I nomadi digitali costituiscono comunità attive e creative in grado di far rifiorire il territorio rilanciandone l’economia e alimentando un ecosistema di imprenditoria e startup. In fuga dalle grandi citta e alla costante ricerca di pace e tranquillità, riescono anche a generare una ripopolazione di piccoli borghi che sembrano destinati a sparire per sempre e che, invece, trovano una nuova vita come borghi digitali. Opportunità che molti paesi europei, dalla Germania al Portogallo passando per Francia e paesi scandinavi, stanno cercando di sfruttare il più possibile. Capofila in Europa per la valorizzazione di queste comunità è l’Estonia che già dal 2014 ha introdotto la “E-Residency”, ovvero una residenza che consente agli imprenditori digitali di aprire e gestire un’azienda all’interno dell’Unione Europea online, avendo accesso a tutti i servizi che lo stato estone prevede per le imprese sul web. Una misura che ha riscosso grande successo attirando oltre 70mila persone e generando introiti per lo stato di circa 41milioni. Un successo tale, da spingere il paese baltico ad un passo ulteriore: dal 1° agosto, infatti, è stata introdotta la “Digital Nomads Visa”, uno speciale visto pensato apposta per i nomadi digitali che permetterà di vivere nel paese per un anno e di circolare liberamente nell’area Schengen.
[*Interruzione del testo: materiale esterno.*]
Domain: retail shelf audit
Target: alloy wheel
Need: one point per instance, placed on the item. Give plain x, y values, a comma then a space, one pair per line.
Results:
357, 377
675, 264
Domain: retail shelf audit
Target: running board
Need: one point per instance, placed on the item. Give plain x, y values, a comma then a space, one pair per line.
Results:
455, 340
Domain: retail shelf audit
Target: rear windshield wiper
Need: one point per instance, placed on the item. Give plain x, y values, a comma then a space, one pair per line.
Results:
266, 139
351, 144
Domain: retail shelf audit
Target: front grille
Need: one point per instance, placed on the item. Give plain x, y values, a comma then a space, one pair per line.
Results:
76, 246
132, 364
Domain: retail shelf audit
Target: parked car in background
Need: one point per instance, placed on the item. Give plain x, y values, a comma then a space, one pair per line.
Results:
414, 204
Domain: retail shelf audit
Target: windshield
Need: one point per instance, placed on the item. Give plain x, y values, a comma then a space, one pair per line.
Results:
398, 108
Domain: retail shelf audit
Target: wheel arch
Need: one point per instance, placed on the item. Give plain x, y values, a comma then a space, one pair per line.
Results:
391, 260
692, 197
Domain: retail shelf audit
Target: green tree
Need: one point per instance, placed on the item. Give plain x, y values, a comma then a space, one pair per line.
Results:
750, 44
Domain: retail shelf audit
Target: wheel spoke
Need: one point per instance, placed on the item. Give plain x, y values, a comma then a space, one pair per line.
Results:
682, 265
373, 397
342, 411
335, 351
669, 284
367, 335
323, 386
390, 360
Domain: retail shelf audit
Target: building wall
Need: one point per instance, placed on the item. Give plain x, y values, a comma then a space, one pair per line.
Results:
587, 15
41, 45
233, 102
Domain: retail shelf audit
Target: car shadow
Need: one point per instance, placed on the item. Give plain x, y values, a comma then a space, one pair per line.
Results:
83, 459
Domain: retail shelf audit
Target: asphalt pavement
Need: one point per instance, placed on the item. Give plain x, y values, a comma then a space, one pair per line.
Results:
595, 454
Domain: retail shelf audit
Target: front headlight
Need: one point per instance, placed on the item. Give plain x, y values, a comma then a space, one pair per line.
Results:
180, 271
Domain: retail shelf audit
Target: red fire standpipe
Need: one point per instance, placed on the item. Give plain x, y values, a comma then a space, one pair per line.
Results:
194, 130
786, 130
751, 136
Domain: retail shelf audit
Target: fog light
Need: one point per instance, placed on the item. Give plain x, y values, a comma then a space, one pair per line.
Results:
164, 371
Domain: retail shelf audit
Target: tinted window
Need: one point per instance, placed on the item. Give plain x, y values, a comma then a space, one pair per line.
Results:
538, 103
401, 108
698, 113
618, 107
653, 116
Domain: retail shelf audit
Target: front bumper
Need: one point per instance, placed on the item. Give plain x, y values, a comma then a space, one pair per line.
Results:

Piccoli borghi, cultura, buon cibo e paesaggi mozzafiato. Il nostro paese sembra avere tutte le carte in regola per diventare il paradiso dei nomadi digitali e invece si ritrova ad essere un passo indietro rispetto agli altri paesi europei. Nella classifica sulla digitalizzazione dei paesi europei l’Italia è al terzultimo posto e in molti piccoli borghi, che potrebbero rinascere proprio grazie a comunità nomadi, manca addirittura la connessione a internet. A questo si aggiunge il fatto che 1200 comuni hanno difficoltà di ricezione telefonica e cinque milioni di italiani vedono addirittura con grande fatica (o non vedono affatto) i canali Rai. Sono le cosiddette “aree bianche” in cui i gestori hanno poco interesse ad intervenire e che attualmente non sono coperte da una rete internet veloce. Per quelle zone nel 2015 era stato lanciato il “Piano Aree Bianche” (o piano BUL), con l’intento di portare la banda larga a 14,7 milioni di italiani, ma tra ritardi e lockdown la sua attuazione è in ritardo di almeno un anno. Così, solamente le grandi città risultano essere competitive per connettività e informatizzazione ma i costi della vita elevata e il caos che le caratterizza respingono all’istante i nomadi digitali. Ne è un esempio Milano che sta provando ad attirali con una vasta offerta di spazi di coworking e la possibilità di connettersi praticamente ovunque ma tra affitti, stile di vita e divertimenti notturni il capoluogo lombardo si rivela troppo caro e ben poco attraente. Così l’Italia si scopre fragile e impreparata rischiando di perdere un’occasione. Perché al di là della conformazione geografica che rende il nostro paese allettante, sembra mancare tutto quello che serve per attrarre nomadi digitali. Per i lavoratori autonomi le tasse sono quasi insostenibili e gli incentivi sono pochi, la burocrazia lenta e un digital divide ancora consistente fanno il resto. In un paese in cui, secondo un recente rapporto di Legambiente, ci sono oltre 2.500 borghi rurali spopolati e molti altri che si avvicinano ad uno spopolamento totale, i nomadi digitali potrebbero rappresentare un’opportunità da cogliere al volo per valorizzare pezzi di Italia che rischiano di sparire per sempre. Servirebbe un piano più incisivo per rendere i paesi italiani più appetibili per chi si sposta continuamente alla ricerca di stimoli e tranquillità. Invece, ancora una volta, rischiamo di capire troppo tardi l’opportunità che ci si presenta davanti.